# No Collet pin in my step pulley Bridgeport



## Janderso (Apr 9, 2018)

I found a YouTube video on replacing it. I have a hole up there.
It looks pretty straight forward.
Now for a dumb question.
How do you tighten the collet? It has a tendency to spin so I grab a shop towel and tighten up best I can. Yes the small end mills will spin so I tighten it up a bit more. There has to be a better way.
Thanks


----------



## Cadillac (Apr 9, 2018)

A lot of people take the set screw out for easier alignment. As for the setting of pin. Drop the spindle to allow access to screw area. You don’t have to pull spindle completely out. Correct parts should be a through set scre then your collet alignment screw. Put a good collet in spindle. Run dog point set screw down touch collet and back off 1/4 turn. Slide collet make sure it slips in and out. Then lock through set screw to other. Which locks the first. Push spindle back up and spindle cap. Don’t crank on cap screws will distort quill. Done deal. If Bridgeport.


----------



## Alittlerusty (Apr 9, 2018)

Many people don’t have the alignment pin, it’s purpose is only for keeping the collet from spinning while it is being installed or removed and maybe some repeatability on tool changes.It is not designed to hold the collet from spinning under cutting conditions, that’s the tapers job. If your endmills are slipping or pulling out under load, it maybe to heavy a cut, a dull endmill, or a worn out collet. Just some food for thought.


----------



## aliva (Apr 9, 2018)

I would suggest that you run a new tap thru all the Colette's  you may have some garbage or corrosion on the threads and then lubricate . I do this to mine on a regular basis. The Colette should not spin while tightening . Also check your draw bar threads.


----------



## Janderso (Apr 9, 2018)

Brand new set from a McMaster-Carr.
New end mills, cut depth, maybe but I try to be very aware of the cut each pass.
It just seems like when I insert the collet in the spindl, it draws up but the spindle turns anything beyond finger tight.


----------



## machinejack (Apr 9, 2018)

Spun a collet on the set screw and it broched a notch  in the collet slot, like to have never got it out. Took out the pin and have not had any trouble in years.


----------



## Cadillac (Apr 9, 2018)

Janderso it's not really clear. Is the collet spinning when you are trying to tighten the collet? OR Are the endmills or I guess collet spinning while your cutting. If tightening collets and their spinning while tightening either your drawbar threads are boogered up or rolled over or the threads on collets could use a chase. You said collets are new so they should be good but t least run a tap to see. 
 If your collet is spinning or endmills spinning in collet you have a lot more going on than the collet pin missing. Blue a collet and see how it mates to spindle. Could have burns or a chip in there.


----------



## Janderso (Apr 9, 2018)

Ok, I’ll check it out. The collet is not slipping, the small end mills will slip at times.  I’ll take out the draw bar and mate it to a collet to check for any dubious conditions.
Thank you for the help


----------



## kd4gij (Apr 9, 2018)

Janderso said:


> Brand new set from a McMaster-Carr.
> New end mills, cut depth, maybe but I try to be very aware of the cut each pass.
> It just seems like when I insert the collet in the spindl, it draws up *but the spindle turns anything beyond finger tight*.

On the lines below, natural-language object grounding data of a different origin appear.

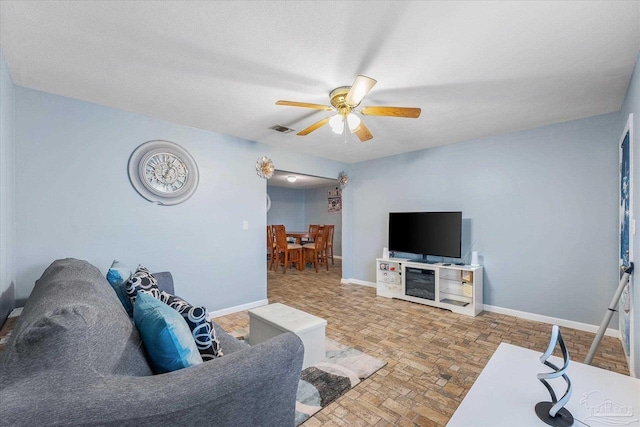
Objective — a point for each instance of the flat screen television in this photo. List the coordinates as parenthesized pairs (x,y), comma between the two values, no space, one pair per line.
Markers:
(426,233)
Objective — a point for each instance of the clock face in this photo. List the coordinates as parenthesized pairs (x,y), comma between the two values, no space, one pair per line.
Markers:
(163,172)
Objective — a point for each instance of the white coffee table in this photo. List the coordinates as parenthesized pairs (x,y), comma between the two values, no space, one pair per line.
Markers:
(507,391)
(272,320)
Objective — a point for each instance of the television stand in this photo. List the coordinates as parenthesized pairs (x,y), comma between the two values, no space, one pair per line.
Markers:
(453,287)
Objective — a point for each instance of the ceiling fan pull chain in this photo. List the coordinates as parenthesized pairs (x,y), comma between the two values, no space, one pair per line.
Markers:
(344,120)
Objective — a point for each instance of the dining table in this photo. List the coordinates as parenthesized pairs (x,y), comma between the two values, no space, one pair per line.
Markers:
(298,235)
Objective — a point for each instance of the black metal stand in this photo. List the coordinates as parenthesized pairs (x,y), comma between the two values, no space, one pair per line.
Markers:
(563,417)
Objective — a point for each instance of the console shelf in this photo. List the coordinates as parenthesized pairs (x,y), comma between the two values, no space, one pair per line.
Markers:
(453,287)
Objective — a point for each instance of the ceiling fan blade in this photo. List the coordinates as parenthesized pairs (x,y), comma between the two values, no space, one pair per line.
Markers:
(304,105)
(409,113)
(314,126)
(361,86)
(363,133)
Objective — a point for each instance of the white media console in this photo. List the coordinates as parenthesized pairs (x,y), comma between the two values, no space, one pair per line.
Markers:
(454,287)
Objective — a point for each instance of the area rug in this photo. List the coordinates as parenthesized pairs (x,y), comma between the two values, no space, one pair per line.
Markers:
(324,382)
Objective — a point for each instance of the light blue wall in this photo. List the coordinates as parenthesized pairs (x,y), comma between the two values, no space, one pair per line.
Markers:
(632,106)
(541,205)
(74,199)
(7,191)
(317,213)
(287,208)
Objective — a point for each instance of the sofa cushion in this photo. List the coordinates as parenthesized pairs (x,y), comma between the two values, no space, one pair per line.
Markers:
(73,321)
(204,334)
(141,280)
(165,335)
(118,275)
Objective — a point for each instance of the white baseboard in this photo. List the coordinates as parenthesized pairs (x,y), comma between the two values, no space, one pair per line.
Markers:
(551,320)
(357,282)
(238,308)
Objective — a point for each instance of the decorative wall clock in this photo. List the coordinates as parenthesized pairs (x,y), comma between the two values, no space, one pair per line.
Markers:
(163,172)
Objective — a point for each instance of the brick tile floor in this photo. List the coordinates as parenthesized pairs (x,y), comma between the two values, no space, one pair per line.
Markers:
(433,356)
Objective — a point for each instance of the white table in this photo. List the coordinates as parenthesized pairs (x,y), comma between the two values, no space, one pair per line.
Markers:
(507,391)
(272,320)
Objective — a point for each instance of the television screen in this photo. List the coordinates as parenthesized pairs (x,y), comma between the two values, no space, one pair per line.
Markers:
(426,233)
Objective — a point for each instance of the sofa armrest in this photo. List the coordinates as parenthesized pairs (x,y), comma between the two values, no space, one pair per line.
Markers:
(255,386)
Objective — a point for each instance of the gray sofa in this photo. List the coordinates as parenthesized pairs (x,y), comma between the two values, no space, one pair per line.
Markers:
(75,358)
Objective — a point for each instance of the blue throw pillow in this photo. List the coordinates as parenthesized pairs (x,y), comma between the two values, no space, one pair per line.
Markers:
(197,318)
(165,335)
(117,276)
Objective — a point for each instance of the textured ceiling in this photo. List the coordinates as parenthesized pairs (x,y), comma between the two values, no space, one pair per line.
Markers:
(475,68)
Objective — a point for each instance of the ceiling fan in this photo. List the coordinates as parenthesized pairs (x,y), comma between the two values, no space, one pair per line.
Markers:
(344,100)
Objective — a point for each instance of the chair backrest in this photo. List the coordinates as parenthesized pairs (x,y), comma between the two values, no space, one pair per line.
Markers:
(313,230)
(329,234)
(320,238)
(281,237)
(270,239)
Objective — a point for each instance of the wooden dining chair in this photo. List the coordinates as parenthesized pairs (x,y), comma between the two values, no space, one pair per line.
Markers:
(286,252)
(329,251)
(313,229)
(315,252)
(271,246)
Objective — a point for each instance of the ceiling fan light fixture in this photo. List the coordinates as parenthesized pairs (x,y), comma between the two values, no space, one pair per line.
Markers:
(336,124)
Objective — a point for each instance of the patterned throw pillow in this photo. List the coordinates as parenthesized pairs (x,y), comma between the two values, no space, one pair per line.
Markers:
(142,280)
(165,335)
(203,331)
(117,276)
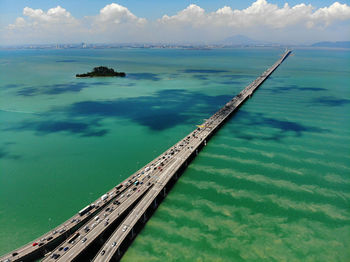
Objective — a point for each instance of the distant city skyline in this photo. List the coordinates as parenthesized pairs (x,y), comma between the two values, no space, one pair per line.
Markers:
(294,22)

 You should have a brake to hold the spindle while tightening the collet.


----------



## Janderso (May 8, 2018)

A month later.... I replaced the draw bar. Got it from H & W. I wanted to rule out any issues with a simple replacement. The original was bent. I haven't used it yet. Regarding the spindle brake, mine does not work. Adjustment? What would be the typical cause of it not working?


----------



## Bob Korves (May 8, 2018)

Make sure your drawbar and collets turn freely on each other, clean the threads with a tap and die if necessary.  Also make sure that the drawbar is not bottoming out in the collets and other tools.  If it does, shorten the drawbar or add a spacer washer to the drawbar.  I get 1" of engagement with my drawbar, which is about the limit without starting to get tight in the collets.  Some prefer less thread engagement for quicker tool changes.  I would not use less that double the drawbar diameter thread engagement, which might stretch the threads.  A drawbar needs to be made of good metal, and preferably hardened, or it will be a constant nuisance.  When it is working correctly you should be able to screw the drawbar to the collet easily with your fingers, only using the wrench after all the slack is out.


----------



## Cadillac (May 8, 2018)

Your probably gonna need new brake pads if it’s not working. Unless something is missing inside. The lever on the top has a cam on it which expands the brake pad which rides on the inside of the front step pulley. Just looking at parts breakdown it said that if brake is not working brake shoe needs replacing their are no adjustments that can be made. So you need pads.


----------



## Janderso (May 8, 2018)

OK, I've been meaning to get to know my BP a little better. It's time to break it down a bit.
I see H&W has a video on it.
Thank you!


----------



## Janderso (May 8, 2018)

Bob Korves said:


> Make sure your drawbar and collets turn freely on each other, clean the threads with a tap and die if necessary.  Also make sure that the drawbar is not bottoming out in the collets and other tools.  If it does, shorten the drawbar or add a spacer washer to the drawbar.  I get 1" of engagement with my drawbar, which is about the limit without starting to get tight in the collets.  Some prefer less thread engagement for quicker tool changes.  I would not use less that double the drawbar diameter thread engagement, which might stretch the threads.  A drawbar needs to be made of good metal, and preferably hardened, or it will be a constant nuisance.  When it is working correctly you should be able to screw the drawbar to the collet easily with your fingers, only using the wrench after all the slack is out.



Will do Bob. Thank you!


----------



## Janderso (Jun 7, 2018)

Just for the record. I purchased a new draw bar from H&W Machine. All my spinning, holding issues went away. They do wear out.
I have not installed, replaced the collet pin in the R8 spindle yet. No need as far as I can see. Maybe when I tear it down.....
Thanks for the advice.


----------